What neither Wellig nor the VICAP team counted on were additional assassins, deployed to take him out before he can talk. One is a mustachioed lawyer whom Wellig very much did not ask for, having waived his right to an attorney. The other is a fake Baltimore cop, who provides Wellig with a poisoned can of root beer. Wellig dies of the poison just moments before he was poised to give up the number through which he contacted his mysterious paymaster, and Clarice & Co. are back to square one.
The episode ends on a note of personal and professional satisfaction. Krendler gives Clarice credit where it is due for figuring out the conspiracy angle before anyone else did. Clarice fires her confrontational therapist, intrusive thoughts of death’s-head moths be damned.
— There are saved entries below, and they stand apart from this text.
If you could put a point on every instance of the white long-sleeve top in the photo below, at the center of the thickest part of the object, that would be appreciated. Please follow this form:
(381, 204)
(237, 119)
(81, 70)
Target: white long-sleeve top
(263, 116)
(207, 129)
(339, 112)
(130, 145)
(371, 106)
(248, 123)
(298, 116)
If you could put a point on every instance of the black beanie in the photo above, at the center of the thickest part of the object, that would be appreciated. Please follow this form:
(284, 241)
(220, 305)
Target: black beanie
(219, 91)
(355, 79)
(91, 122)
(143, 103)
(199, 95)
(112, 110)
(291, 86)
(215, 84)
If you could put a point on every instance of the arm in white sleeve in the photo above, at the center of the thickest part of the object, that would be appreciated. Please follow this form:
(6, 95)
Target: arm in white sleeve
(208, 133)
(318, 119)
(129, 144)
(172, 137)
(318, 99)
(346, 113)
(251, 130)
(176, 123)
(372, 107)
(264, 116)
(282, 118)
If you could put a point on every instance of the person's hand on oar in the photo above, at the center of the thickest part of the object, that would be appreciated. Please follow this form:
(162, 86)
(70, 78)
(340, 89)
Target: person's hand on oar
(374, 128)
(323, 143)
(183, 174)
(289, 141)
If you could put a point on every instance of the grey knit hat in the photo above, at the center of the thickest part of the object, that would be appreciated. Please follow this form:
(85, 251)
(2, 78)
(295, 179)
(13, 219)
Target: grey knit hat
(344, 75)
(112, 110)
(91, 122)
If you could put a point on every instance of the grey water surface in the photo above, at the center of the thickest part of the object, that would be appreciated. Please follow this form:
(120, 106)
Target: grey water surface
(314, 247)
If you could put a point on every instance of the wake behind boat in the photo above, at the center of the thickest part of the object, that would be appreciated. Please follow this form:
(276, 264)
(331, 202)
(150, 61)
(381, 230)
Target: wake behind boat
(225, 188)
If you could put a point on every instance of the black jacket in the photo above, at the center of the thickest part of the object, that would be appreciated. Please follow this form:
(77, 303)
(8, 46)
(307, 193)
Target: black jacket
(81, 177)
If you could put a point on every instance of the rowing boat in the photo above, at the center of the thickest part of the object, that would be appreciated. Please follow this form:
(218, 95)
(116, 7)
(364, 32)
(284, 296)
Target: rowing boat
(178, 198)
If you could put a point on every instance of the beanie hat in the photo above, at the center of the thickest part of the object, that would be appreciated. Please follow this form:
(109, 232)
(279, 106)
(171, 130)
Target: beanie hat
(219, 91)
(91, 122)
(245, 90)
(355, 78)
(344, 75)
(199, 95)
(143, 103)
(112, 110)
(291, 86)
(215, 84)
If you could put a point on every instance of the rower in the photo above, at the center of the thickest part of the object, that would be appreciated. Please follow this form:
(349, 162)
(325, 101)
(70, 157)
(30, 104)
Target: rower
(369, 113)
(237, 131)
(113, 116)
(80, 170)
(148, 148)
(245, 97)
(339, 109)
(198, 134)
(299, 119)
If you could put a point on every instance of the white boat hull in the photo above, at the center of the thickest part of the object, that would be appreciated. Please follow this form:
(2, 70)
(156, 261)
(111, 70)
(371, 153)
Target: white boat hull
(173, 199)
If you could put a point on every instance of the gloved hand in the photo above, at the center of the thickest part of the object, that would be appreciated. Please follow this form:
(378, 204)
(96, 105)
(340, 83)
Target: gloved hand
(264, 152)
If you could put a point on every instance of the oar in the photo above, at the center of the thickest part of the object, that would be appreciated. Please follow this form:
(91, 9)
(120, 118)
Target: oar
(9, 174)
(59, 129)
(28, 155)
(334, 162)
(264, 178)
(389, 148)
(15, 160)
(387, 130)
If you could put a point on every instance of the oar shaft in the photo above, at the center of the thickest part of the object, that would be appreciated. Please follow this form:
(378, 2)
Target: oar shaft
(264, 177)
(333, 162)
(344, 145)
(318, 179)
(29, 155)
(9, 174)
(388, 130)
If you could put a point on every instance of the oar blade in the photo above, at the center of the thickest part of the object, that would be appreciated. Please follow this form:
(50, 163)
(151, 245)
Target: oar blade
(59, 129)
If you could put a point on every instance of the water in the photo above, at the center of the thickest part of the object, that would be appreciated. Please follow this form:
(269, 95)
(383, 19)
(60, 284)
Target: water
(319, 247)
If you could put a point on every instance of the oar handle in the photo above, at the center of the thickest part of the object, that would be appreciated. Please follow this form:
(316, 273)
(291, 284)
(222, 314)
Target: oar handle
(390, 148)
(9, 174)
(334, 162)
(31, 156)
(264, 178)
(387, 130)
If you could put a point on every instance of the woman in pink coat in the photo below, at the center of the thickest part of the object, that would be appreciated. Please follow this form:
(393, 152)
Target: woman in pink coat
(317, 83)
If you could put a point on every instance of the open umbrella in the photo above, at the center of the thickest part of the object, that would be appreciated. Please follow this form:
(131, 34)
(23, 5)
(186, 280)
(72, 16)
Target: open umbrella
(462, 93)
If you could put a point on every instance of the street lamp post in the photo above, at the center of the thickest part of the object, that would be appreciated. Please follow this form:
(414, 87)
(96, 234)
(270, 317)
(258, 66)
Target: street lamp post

And Attorney General Martin, who spends much of the episode sparring with a congressional oversight committee, gives in and takes her daughter Catherine’s dog Precious, inherited from Buffalo Bill himself, for a walk. It’s not exactly bonding with her deeply damaged daughter, but it’s a start.
And it’s a decent episode, all told, and for all its faults. I’m not sure if the conspiracy story line has legs, or if it’s the kind of story fans of The Silence of the Lambs Cinematic Universe are interested in seeing; if this show doesn’t serve up a new serial killer with a cool nickname and a horrifying M.O. by the end of the season, I’ll eat a census taker’s liver with some fava beans and a nice Chianti. I’m also not wild about recasting Martin and Krendler as Clarice’s surrogate work-mother and work-father.
But that close-up device from Clarice’s therapy sessions, and her surreal visions of those moths, point to a potentially more visually imaginative show than what we’ve seen so far. Clarice’s ability to bulldoze institutional obstacles with her powers of observation is another positive trait for the show. I think that’s the real tension underlying Clarice: Can a show on CBS, a network replete with Good Police catching the bad guys, ever be as interesting as the hugely and deservedly acclaimed film on which it’s based? That a “yes” is even possible at this point has to be counted as a victory. And like Clarice and the VICAP team, you take your W’s when you can.